Thursday, April 24, 2008

Performance of loop functions in R

I've recently paid special attention to loop functions in R because of my intern jobs at PICB, which usually take a couple of days to run on the server. A colleague told me that the apply() and similar functions may work well to accelerate the program performance. I doubted this at the very beginning. However, I implemented lots of my program using replicate() and the code seem much nicer.

Then I came into this post, saying that apply is even slower than for loops. And this forces me to do some simulation on my own. Some simulations study between sapply and for loop shows that the former one has better performance than the latter one. Maybe we need to choose the right *apply function to get the best performance.

This also brought me an alternative solution to the loops on vectors which I usually meet in practical programming. Some times I use Vectorize() on the atomic functions to process the whole vector.
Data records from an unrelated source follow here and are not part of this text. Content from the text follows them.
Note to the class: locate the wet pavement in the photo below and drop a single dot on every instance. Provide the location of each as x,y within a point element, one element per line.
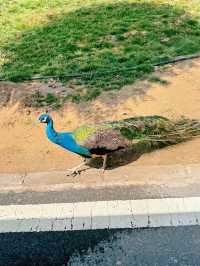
<point>148,247</point>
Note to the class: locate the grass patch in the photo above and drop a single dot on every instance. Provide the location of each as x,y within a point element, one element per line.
<point>106,37</point>
<point>37,99</point>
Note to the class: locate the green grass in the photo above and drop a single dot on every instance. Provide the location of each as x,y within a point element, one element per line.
<point>69,37</point>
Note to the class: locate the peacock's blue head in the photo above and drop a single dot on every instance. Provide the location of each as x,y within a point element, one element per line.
<point>45,118</point>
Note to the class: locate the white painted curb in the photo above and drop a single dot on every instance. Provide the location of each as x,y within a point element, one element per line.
<point>100,215</point>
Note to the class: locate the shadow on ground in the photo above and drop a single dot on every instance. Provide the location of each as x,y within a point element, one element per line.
<point>123,157</point>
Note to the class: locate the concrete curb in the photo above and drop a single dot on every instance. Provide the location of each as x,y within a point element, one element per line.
<point>100,215</point>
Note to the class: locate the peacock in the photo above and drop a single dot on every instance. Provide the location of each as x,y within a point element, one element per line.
<point>105,138</point>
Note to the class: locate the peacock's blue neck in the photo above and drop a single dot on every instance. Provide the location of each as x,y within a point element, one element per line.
<point>50,131</point>
<point>65,140</point>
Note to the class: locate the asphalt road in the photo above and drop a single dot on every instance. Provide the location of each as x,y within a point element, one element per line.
<point>99,194</point>
<point>140,247</point>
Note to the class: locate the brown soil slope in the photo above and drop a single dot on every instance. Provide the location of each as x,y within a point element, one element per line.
<point>25,148</point>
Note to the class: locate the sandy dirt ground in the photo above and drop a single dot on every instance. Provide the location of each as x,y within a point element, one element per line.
<point>24,147</point>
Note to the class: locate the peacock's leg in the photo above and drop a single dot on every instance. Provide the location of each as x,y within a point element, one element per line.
<point>76,170</point>
<point>104,162</point>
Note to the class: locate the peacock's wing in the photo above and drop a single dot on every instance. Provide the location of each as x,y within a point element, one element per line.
<point>155,131</point>
<point>110,136</point>
<point>100,138</point>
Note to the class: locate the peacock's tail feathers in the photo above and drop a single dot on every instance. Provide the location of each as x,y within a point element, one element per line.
<point>148,131</point>
<point>171,132</point>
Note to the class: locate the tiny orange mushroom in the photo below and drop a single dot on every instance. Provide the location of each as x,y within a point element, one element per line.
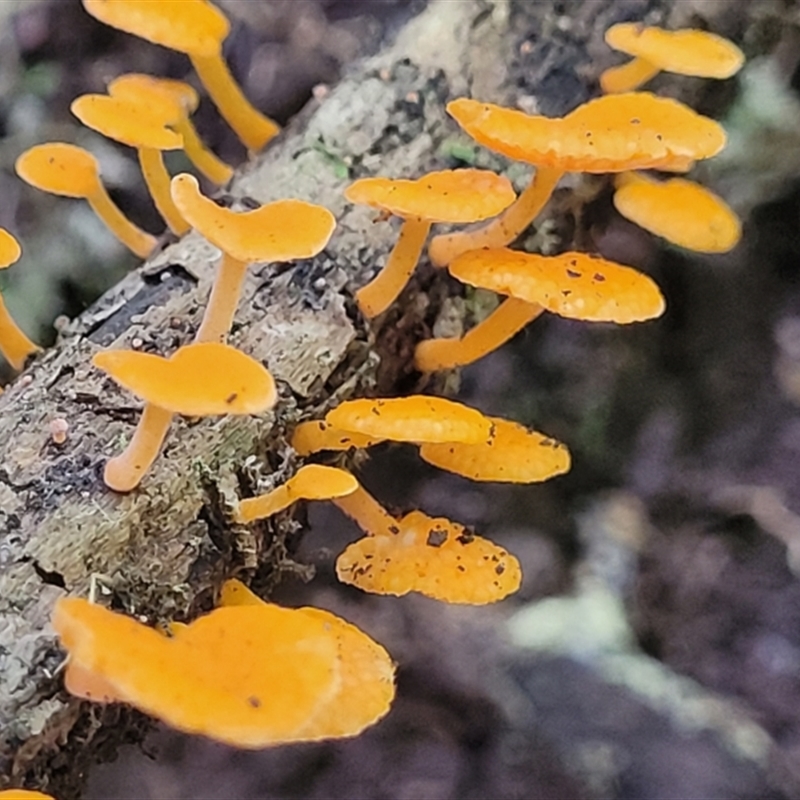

This also yields tidy codes.

Finally, the simulation results shows that the performance is like:

sapply > Vectorize > for

I guess I should consult the R mailing list for better understanding of the performance evaluation and improvement.

1 comment:

Yu-Sung Su said...

Hi,

I don't know why but I feel your examples are not comparable.

I revise your code as:
http://yusung.googlepages.com/applytest2.R

Now loop is faster than sapply().

For me,
loop > apply > sapply~lapply~tapply